John Arne Riise has recalled the time he came face to face with a childhood bully in McDonald’s after winning the Champions League.

A couple of months after being a key part of a Liverpool side that came from 3-0 down against AC Milan to win an incredible final on penalties in Istanbul, Riise was back in his hometown of Molde.

He was near a local McDonald’s when he spotted a familiar face and decided to walk into the fast-food restaurant.

This individual had tormented Riise in his youth. Now, Riise was a Champions League winner and when he got the opportunity to get one over him, he took it – heading straight to the counter and placing an order.

“I was bullied when I was younger and that’s why I trained so much from being 12, 13 years old,” the Norwegian told SPORTbible.

“When I won the Champions League in 2005, in the summer holidays I went back to my home country to do some stuff and I remember walking past one of the bullies from when I was young.

“I saw he was wearing a McDonald’s t-shirt and thought, ‘Okay he might be working there’.

“He went to work. There’s nothing wrong with working at McDonald’s but this was my chance. I turned around and went into McDonald’s, pretended I didn’t know him and ordered a Big Mac.

“I made sure I went to his cashier. He said, ‘Next please!’. He looked up and I ordered a Big Mac. The look on his face just gave me everything.

“I didn’t have to say anything, I didn’t want a Big Mac. I paid, said ‘Thank you, have a nice day’ and walked out. I just knew, ‘He knows’. It was a great feeling.”

Image: PA

Riise is well-remembered by football fans for his sledgehammer of a left foot but in school he was anything but popular. Picked on and ostracised, being badly bullied spurred him on to achieve great things.

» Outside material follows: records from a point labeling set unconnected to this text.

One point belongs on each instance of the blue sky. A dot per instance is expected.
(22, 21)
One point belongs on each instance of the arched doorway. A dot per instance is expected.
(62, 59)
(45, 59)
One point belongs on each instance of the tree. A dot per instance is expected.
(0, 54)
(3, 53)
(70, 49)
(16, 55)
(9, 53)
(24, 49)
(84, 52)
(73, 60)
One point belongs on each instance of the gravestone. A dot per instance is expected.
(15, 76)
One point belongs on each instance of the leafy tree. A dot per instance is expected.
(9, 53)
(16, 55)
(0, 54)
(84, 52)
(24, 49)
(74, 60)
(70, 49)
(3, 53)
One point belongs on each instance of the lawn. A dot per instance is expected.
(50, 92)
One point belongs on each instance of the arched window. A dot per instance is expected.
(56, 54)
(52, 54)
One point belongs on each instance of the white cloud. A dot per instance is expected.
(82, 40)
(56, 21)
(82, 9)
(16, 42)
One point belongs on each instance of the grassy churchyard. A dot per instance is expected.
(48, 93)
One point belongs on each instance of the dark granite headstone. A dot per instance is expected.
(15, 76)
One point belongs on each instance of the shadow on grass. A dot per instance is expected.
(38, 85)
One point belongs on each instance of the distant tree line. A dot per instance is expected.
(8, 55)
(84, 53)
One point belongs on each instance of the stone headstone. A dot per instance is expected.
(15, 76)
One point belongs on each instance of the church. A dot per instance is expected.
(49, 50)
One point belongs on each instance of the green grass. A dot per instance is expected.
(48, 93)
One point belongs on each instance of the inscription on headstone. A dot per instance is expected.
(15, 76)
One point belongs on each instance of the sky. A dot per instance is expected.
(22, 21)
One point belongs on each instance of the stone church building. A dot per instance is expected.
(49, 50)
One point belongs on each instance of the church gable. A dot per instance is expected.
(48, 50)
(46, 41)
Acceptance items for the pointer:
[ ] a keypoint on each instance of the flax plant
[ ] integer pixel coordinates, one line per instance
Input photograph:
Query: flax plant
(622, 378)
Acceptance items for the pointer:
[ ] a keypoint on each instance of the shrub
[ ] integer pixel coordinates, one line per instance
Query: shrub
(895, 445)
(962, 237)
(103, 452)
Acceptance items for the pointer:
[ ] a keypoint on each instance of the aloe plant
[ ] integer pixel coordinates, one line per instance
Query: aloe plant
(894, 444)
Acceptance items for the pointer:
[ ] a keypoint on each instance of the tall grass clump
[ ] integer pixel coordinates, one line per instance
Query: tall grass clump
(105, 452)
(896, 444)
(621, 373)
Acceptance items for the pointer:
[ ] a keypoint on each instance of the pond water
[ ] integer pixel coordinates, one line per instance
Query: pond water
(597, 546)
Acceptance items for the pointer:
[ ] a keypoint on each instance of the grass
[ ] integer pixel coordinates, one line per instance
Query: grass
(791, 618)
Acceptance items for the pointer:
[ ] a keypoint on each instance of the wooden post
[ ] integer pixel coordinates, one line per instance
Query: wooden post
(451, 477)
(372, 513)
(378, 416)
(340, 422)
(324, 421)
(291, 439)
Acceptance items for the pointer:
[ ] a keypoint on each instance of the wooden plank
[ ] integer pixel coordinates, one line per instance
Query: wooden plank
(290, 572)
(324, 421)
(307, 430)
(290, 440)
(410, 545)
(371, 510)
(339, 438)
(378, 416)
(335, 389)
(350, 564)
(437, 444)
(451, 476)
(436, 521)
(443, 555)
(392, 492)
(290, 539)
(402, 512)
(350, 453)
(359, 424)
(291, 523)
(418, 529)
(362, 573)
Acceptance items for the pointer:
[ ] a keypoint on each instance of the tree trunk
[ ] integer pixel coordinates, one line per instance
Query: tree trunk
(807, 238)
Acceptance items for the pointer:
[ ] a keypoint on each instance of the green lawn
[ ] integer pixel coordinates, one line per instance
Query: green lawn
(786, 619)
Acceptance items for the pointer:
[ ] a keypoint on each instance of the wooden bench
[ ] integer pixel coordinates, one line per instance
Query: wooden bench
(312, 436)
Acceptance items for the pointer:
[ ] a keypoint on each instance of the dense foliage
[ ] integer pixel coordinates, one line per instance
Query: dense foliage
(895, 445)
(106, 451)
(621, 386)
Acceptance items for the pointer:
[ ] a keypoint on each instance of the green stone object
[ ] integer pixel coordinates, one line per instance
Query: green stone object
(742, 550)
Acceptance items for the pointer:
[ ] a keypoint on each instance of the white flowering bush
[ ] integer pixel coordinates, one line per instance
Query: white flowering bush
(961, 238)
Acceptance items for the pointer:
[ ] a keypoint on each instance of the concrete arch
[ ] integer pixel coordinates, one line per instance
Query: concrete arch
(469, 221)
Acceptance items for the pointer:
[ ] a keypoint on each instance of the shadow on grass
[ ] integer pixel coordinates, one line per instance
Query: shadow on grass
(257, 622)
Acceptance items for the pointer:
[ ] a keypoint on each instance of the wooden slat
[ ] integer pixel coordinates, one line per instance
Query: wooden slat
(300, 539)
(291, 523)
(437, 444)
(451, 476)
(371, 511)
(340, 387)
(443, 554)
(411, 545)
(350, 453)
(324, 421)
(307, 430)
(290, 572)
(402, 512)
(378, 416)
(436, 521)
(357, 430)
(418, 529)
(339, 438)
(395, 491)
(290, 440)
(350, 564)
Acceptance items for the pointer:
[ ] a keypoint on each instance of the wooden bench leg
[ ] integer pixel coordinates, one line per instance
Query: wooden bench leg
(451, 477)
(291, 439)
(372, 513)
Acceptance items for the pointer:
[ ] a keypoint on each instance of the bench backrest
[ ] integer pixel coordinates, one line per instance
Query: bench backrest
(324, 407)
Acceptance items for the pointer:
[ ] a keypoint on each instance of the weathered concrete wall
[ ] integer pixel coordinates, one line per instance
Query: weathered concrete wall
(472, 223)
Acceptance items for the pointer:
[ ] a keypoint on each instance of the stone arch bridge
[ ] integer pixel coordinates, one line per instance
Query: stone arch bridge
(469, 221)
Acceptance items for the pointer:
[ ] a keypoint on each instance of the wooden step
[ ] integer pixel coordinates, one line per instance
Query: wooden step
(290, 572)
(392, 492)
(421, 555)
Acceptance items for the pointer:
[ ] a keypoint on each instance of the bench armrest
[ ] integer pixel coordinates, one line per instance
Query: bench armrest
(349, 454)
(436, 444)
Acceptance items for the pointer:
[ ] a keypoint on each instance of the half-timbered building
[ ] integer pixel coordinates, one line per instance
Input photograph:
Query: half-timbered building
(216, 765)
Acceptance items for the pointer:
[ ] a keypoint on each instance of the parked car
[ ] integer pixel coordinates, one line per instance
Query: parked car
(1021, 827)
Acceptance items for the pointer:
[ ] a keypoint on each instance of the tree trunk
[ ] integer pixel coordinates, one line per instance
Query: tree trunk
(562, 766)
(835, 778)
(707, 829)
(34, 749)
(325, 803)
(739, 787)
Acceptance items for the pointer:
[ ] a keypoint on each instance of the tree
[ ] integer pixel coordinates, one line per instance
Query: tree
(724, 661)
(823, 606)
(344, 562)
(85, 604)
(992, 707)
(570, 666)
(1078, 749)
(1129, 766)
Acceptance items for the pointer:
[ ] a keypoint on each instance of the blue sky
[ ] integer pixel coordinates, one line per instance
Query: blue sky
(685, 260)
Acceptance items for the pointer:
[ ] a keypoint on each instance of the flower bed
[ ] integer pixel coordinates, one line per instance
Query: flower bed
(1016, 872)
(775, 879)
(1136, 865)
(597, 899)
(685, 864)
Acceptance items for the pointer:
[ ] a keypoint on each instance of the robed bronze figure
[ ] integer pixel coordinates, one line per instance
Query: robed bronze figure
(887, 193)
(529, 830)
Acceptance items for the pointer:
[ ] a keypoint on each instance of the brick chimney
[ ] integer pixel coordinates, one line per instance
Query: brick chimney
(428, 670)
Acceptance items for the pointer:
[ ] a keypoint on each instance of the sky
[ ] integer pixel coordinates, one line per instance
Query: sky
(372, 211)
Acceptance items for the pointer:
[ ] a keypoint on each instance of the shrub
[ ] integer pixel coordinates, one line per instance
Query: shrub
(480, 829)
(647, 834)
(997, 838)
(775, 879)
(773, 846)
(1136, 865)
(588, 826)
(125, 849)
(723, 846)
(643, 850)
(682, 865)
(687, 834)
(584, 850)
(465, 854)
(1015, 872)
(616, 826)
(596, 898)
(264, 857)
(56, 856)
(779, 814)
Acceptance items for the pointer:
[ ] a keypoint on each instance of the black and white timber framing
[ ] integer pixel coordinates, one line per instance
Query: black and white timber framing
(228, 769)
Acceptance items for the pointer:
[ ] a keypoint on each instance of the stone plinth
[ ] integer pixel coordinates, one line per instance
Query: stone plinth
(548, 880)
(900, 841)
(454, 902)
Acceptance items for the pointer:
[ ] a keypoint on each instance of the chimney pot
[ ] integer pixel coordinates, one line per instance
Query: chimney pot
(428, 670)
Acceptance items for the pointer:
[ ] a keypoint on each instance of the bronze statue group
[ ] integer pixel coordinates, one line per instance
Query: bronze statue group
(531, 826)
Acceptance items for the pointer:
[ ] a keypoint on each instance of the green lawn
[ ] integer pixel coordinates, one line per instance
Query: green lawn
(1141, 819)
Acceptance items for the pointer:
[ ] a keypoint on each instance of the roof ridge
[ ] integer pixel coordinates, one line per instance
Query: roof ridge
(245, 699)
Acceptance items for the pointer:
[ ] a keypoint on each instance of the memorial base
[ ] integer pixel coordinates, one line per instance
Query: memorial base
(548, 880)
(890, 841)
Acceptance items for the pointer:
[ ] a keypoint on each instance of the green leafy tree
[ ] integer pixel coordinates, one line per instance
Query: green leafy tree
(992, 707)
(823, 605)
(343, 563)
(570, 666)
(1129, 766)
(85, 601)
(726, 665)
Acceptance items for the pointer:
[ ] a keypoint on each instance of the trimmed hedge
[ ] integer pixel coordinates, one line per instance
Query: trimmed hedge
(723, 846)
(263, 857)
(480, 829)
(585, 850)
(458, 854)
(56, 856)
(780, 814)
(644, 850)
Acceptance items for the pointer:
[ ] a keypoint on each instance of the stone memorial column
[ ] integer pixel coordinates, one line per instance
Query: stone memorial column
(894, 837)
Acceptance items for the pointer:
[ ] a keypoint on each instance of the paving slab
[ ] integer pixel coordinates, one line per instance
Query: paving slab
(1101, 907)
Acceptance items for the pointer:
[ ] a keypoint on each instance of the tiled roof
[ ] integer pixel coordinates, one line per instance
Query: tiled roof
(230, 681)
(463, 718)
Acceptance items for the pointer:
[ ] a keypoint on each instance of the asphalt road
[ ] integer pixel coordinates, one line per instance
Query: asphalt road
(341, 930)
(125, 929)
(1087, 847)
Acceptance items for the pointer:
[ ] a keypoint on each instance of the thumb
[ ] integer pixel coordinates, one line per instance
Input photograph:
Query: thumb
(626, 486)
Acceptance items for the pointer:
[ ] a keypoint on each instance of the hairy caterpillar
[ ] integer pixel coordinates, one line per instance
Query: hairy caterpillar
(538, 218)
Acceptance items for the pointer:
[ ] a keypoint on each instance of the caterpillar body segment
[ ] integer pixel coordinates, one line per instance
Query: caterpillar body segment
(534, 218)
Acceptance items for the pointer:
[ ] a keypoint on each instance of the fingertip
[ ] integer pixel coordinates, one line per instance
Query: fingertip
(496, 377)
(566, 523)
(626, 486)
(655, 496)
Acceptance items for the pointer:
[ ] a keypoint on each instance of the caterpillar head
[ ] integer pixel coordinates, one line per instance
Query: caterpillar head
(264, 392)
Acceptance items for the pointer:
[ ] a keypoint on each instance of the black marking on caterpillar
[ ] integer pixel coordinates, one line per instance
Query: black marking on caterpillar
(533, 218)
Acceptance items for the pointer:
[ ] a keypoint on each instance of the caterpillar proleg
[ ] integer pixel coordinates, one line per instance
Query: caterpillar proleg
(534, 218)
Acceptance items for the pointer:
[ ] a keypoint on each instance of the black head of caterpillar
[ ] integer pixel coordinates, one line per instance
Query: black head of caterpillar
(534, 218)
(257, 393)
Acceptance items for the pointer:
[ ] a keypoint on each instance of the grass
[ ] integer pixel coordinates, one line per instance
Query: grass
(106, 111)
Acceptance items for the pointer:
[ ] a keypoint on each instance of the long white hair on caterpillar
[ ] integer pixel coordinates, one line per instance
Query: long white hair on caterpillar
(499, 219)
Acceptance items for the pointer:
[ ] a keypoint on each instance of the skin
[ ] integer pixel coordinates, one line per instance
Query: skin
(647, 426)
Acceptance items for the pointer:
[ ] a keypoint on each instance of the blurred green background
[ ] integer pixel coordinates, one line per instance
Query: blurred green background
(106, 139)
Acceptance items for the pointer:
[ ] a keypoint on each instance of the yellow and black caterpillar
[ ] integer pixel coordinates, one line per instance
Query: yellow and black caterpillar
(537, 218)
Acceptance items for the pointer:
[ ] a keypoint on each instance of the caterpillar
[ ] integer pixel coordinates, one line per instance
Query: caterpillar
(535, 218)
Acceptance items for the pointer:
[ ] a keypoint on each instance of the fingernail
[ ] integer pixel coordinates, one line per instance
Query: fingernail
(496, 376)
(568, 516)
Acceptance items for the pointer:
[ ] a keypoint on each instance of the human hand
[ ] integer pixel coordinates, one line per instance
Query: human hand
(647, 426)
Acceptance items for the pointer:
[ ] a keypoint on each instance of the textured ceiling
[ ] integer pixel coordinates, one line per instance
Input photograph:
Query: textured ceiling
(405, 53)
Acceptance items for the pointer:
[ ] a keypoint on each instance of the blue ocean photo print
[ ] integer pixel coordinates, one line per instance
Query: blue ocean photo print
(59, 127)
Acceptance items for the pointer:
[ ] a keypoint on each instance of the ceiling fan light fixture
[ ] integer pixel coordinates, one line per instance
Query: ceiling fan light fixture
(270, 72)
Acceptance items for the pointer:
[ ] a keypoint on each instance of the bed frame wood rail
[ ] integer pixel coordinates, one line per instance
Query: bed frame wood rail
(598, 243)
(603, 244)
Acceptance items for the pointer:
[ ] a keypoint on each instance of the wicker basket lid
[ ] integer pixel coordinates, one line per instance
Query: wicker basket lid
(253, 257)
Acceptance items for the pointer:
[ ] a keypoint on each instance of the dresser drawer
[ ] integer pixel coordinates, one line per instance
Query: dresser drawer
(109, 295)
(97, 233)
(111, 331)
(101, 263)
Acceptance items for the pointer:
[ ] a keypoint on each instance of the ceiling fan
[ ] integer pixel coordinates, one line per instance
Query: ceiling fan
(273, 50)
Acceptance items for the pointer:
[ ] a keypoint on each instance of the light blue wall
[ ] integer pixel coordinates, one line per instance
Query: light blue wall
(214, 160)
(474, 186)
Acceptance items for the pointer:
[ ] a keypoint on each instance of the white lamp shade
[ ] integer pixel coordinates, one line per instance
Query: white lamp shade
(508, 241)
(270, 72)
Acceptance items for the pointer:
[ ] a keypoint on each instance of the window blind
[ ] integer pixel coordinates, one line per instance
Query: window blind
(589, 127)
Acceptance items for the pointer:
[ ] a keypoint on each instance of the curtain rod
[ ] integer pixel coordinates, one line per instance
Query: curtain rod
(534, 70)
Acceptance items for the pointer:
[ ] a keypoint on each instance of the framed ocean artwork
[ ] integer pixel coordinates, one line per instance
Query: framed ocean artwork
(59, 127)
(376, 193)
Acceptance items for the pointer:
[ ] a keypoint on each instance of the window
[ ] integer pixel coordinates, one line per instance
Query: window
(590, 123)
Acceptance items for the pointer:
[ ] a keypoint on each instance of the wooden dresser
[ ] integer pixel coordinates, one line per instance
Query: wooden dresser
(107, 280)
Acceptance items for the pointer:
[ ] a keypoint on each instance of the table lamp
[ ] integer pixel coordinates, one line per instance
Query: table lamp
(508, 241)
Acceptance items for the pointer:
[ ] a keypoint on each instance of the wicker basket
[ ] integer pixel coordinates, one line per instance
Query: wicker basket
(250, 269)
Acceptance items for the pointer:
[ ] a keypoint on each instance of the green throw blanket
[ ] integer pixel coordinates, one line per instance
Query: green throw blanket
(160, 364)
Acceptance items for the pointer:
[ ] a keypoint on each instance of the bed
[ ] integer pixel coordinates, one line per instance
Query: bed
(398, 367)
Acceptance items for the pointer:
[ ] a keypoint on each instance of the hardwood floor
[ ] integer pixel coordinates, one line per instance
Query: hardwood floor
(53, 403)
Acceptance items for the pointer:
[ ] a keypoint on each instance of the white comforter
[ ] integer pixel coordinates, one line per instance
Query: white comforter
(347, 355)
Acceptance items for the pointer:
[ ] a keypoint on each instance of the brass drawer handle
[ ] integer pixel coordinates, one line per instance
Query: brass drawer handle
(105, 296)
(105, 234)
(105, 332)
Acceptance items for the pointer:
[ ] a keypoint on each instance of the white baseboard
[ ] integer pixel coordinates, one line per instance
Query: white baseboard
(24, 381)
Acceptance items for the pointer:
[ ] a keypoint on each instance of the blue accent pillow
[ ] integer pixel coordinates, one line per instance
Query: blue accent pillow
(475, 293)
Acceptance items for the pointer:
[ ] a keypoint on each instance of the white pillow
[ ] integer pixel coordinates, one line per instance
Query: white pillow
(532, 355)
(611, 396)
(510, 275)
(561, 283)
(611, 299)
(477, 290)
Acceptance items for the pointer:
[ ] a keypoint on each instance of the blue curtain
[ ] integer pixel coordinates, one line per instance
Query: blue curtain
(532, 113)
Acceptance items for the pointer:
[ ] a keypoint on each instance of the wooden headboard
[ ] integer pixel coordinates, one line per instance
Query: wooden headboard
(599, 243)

He added: “I was bullied at school, meaning that even if you were the best in sport you were always picked last. I knew I was the best but I was always picked last.

“When it was birthday parties for the class you would never get invited. I used that as extra motivation because I wanted to show people that I was good at something.

“I started running at 5:30 in the morning before school for an hour every day and then after school I trained with my team. At night before I went to bed I’d run as well.

“On average I did 20 or 21 sessions a week from when I was 13 until I was professional when I was 17 and went to Monaco.

“I was also standing outside of my house shooting for three, four or five hours a day, shooting a ball at a goal I made myself.

“I used that bullying and that feeling to make sure I was successful.”